Our investment size and value proposition:
“Our typical check size is $100K–$500K. In the future, we hope to increase this. We’re wrapping up our second fund. According to Facebook, we are the most active early stage venture fund in the Southeast! Whether it’s true or not, we’re certainly busy. We write a lot of checks, small but a lot, which allows us to co-invest alongside a lot of other funds in the country. The benefit of this to entrepreneurs is introductions to a lot of other larger funds throughout the country. We think funding risk is the biggest risk to companies in the Southeast. So by bringing more capital to you, we make it easier for you to raise money simply by making an introduction to somebody we have co-invested with. This is probably the best thing we can do for you: raising more money for our companies which is the most impactful in the end.”
Advice to entrepreneurs:
“My biggest piece of advice is to get a referral. Don’t cold call somebody. If we get a referral from someone we know and trust, we’ll pay attention to you. We get a lot of emails and calls and, without referrals, we really don’t pay much attention.
“The three things we look for: 1) the team, it really is the most important thing and will determine if we invest or not. We don’t necessarily look for experienced teams, we look for great teams. We don’t need to invest in people who, for example, set up lots of companies or are a former CEO etc. but we do need to invest in exceptional people who can bring with them exceptional teams. 2) We are definitely looking for uniqueness in terms of technology and innovation. We don’t invest in any two technologies, products or services. We want you to think of yourselves as trying to be the number one, maybe at the very least the number two company, in whatever you do in the world one day. If you don’t think like this, you probably shouldn’t be talking to us. And 3) we like to invest in big or fast-growing markets. Sometimes new markets.
“In summary, we look to help, advise and connect companies. We have a great portfolio of companies and great track record. The best thing we can do for you is connect you to the investor that will write you the next check.”
Charles Merritt, Special Advisor and Manager, Venture Capital Multiplier Fund
Who we are:
“I am a special advisor to the Hatteras Venture Capital Multiplier Fund. We invest in companies in North Carolina. Simply put, if you can convince a VC to invest in your company and you have a base in North Carolina, we will consider you for investment. We operate under a mandate from the State of North Carolina – it is really designed to leverage other early stage investment dollars that are already going into companies here in NC.”

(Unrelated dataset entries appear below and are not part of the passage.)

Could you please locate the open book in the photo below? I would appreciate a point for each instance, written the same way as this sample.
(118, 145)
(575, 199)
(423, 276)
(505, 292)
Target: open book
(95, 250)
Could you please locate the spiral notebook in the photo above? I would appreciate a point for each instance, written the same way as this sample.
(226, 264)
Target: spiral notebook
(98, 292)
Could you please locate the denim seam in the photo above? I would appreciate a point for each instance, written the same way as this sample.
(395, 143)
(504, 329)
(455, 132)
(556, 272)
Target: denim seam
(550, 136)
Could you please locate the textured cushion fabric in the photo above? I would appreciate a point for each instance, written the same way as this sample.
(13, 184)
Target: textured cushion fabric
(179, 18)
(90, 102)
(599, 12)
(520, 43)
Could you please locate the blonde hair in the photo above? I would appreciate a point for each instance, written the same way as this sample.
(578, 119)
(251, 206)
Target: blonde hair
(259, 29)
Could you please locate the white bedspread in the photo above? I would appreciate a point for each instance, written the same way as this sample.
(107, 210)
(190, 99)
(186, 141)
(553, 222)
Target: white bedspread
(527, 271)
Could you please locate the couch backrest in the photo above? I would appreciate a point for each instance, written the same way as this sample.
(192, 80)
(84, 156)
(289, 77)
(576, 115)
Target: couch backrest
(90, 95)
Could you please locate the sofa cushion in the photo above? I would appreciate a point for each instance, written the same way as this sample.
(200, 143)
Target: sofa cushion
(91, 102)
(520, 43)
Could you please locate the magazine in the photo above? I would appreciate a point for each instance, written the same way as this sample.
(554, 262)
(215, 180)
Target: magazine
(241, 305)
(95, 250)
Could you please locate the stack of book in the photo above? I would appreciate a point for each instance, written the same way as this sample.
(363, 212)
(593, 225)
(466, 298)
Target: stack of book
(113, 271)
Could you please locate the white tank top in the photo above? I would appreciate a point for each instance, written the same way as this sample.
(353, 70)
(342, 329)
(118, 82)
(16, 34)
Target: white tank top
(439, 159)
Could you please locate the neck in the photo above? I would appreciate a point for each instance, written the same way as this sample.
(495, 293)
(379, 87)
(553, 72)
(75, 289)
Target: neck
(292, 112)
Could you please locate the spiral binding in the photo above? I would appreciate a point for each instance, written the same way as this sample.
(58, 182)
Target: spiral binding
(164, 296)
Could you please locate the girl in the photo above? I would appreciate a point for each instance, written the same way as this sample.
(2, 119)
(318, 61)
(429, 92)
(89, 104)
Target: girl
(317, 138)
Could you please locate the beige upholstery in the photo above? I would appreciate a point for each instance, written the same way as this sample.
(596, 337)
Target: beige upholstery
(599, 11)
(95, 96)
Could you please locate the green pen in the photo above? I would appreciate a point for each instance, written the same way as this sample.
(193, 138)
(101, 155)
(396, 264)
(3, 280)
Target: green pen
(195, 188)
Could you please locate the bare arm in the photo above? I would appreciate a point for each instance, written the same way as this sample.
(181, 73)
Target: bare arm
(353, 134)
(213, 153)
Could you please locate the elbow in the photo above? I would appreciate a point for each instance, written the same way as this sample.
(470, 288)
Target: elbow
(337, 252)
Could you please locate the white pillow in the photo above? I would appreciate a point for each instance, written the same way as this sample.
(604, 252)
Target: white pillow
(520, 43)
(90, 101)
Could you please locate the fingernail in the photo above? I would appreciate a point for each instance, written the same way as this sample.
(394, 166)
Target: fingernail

Our investment size and value proposition:
“Our check size is from $75K to $250K. Our job is really to fill the capital gap here as not all funds are as big as general partners or entrepreneurs would like them to be. So the State had a good idea to put more money into that space and I help to manage it. Hopefully, I’ll see a lots of you folks coming through after you’ve convinced someone else to invest.”
Advice to entrepreneurs:
“Customer validation. I taught entrepreneurship at UNC for four and a half years. If your value proposition is right, that is a fantastic thing but unless your customers will change their behavior and pay you and not pay the person they are already paying to solve that problem, you really don’t have something new and unique. So we are looking for an idea that is going to change customer behavior and put money in your pocket. The world does not lack for good ideas. All our firms see collectively hundreds of deals in a year. It probably averages about one per day but we only do a handful of deals every year. That’s the competition you are up against. So we look for dogged determination. Prove to us that you have something that someone else doesn’t have and someone is going to pay you for. You have to convince someone to write a check to you. if you can convince us of that, Venture Capital Multiplier Fund is here for you.”